您的位置:首页 > 运维架构

Automation for the people: Continuous Integration anti-patterns, Part 2

2009-09-18 09:25 483 查看
Make your life with CI easier by learning what not to do


In the first part
of this two-part article, I described the following six CI anti-patterns:

Infrequent check-ins, which lead to delayed integrations

Broken builds, which prevent teams from moving on to other tasks

Minimal feedback, which prevents action from occurring

Receiving spam feedback, which causes people to ignore messages

Possessing a slow machine, which delays feedback

Relying on a bloated build, which also delays feedback

These
anti-patterns delay or prevent the benefits you can experience with CI.
In this second part, I'll cover five more equally deceiving practices:

Waiting until the end of the day to commit changes, leading to Bottleneck
Commits
, which typically cause broken builds and frustrated developers

A build consisting of minimal automated processes, which results in builds that never
fail, leading to Continuous Ignorance
and delaying integration problems

Hindering build fixes through a preference for Scheduled Builds
, rather than frequently building software with every code change

Believing that code Works on My Machine
, only to discover problems later in other environments

Failing to remove old build artifacts, which leads to a Polluted Environment
causing false positive and false negative errors

Once again, to receive the manifold benefits of CI, it pays to understand these anti-patterns — and avoid them.

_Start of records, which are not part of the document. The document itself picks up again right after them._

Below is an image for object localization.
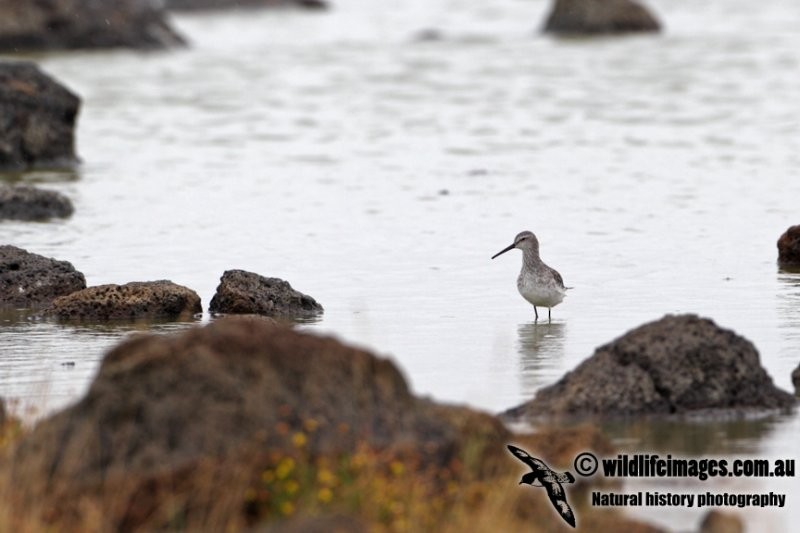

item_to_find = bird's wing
[543,482,575,527]
[507,444,552,472]
[547,267,572,289]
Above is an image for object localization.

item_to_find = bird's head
[492,231,539,259]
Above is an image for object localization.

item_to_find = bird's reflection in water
[517,322,567,398]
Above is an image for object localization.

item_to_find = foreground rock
[0,185,74,220]
[209,270,323,318]
[0,245,86,308]
[13,317,508,531]
[778,225,800,269]
[7,317,664,532]
[0,0,183,52]
[505,315,794,419]
[0,62,80,170]
[165,0,328,10]
[544,0,661,34]
[44,280,202,321]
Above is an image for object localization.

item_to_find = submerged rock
[209,270,323,318]
[165,0,328,10]
[0,185,74,220]
[0,62,80,170]
[778,225,800,269]
[0,245,86,308]
[44,280,202,321]
[0,0,184,52]
[505,315,795,419]
[544,0,661,34]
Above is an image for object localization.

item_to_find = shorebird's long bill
[492,243,514,259]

Stop choking on bottleneck commits

Name
: Bottleneck Commits

Anti-pattern
:
Developers commit code changes prior to leaving for the day, causing
integration build errors and preventing team members from going home at
a decent time.

What's an integration build?

An integration
build
is a type of build that checks out source files from a version control repository and is run on a separate
machine, rather than just a developer workstation.

Solution
: Check-in code frequently throughout the day.

Bottleneck commits
are a variation of the Infrequent Check-in
anti-pattern. It assumes you are checking-in code at least once a day. However, the
problem is that everyone is checking in at the same time
. In a CM Crossroads
article, Slava Imeshev describes how the vast majority of build failures occur between 5
p.m and 8 p.m. (and to a lesser extent, the lunch hour). In the "Five-O'Clock Check-In",
Imeshev associates this occurrence to a tendency for developers to check-in their code changes toward the end of the day (see Resources
).

It's five o'clock somewhere

The Five-O'Clock Check-in
is a quick way to lose friends if your team follows the
rule that no one goes home until changes are committed and a build is run. Just the wait
to submit code can be tedious. Imagine what happens, then, when the build breaks. I'm
thinking that there will be a lot of calls home to explain why you'll be late ... again.

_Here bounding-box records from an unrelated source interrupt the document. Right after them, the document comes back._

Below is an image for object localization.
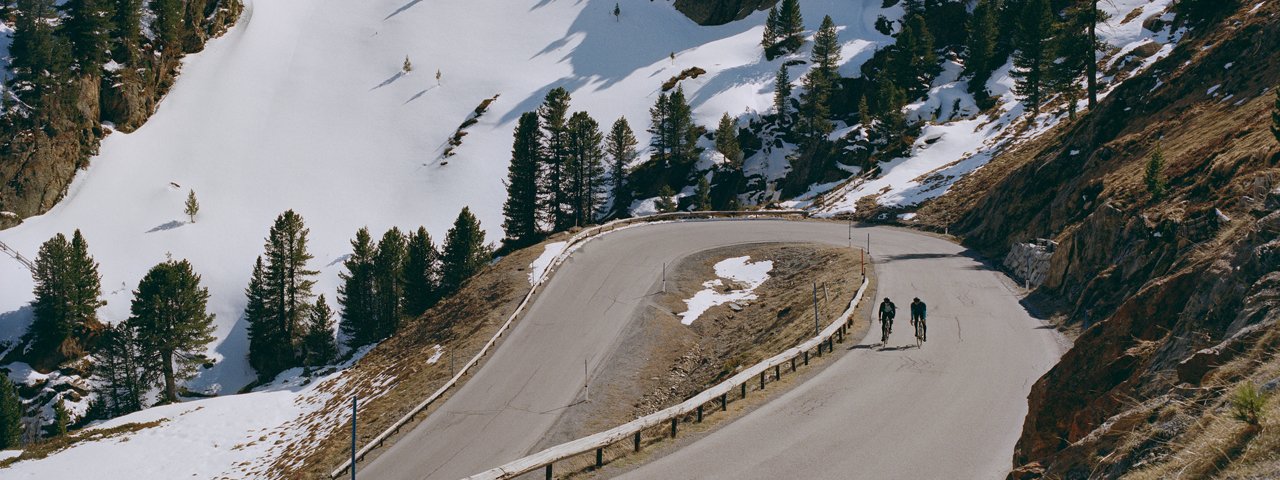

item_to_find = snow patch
[680,256,773,325]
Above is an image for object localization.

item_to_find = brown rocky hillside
[920,1,1280,479]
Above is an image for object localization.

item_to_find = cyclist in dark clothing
[911,297,928,342]
[879,297,897,343]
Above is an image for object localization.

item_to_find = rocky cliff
[0,0,243,229]
[920,3,1280,479]
[676,0,778,26]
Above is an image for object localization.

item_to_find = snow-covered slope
[0,0,890,393]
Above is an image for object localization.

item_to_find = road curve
[360,220,1062,480]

Figure 1 illustrates a typical timeline of check-ins for a software development team.
Note that repository commits are bunched around meal time and prior to leaving for the day.

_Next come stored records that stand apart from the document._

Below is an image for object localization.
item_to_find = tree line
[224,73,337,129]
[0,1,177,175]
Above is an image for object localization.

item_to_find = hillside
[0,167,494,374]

Figure 1. Bottleneck commits



The
solution to this headache is, of course, to commit changes frequently!
With this approach, you'll have smaller, but more frequent, integration
builds, and when a build error does occur, it'll likely be small and
much simpler to fix.

Five o'clock should have a good connotation, so do yourself and your team a favor by
checking-in code frequently and keep five o'clock a happy time for the masses.

Back to top

Ignorance is not bliss

Name
: Continuous Ignorance

Anti-pattern
:
When a build was successful, everyone assumes the resulting software is
working fine. In reality, the limited build consists of compilation and
a few unit tests.

Solution
: A full integration build is run with every change to the version control repository.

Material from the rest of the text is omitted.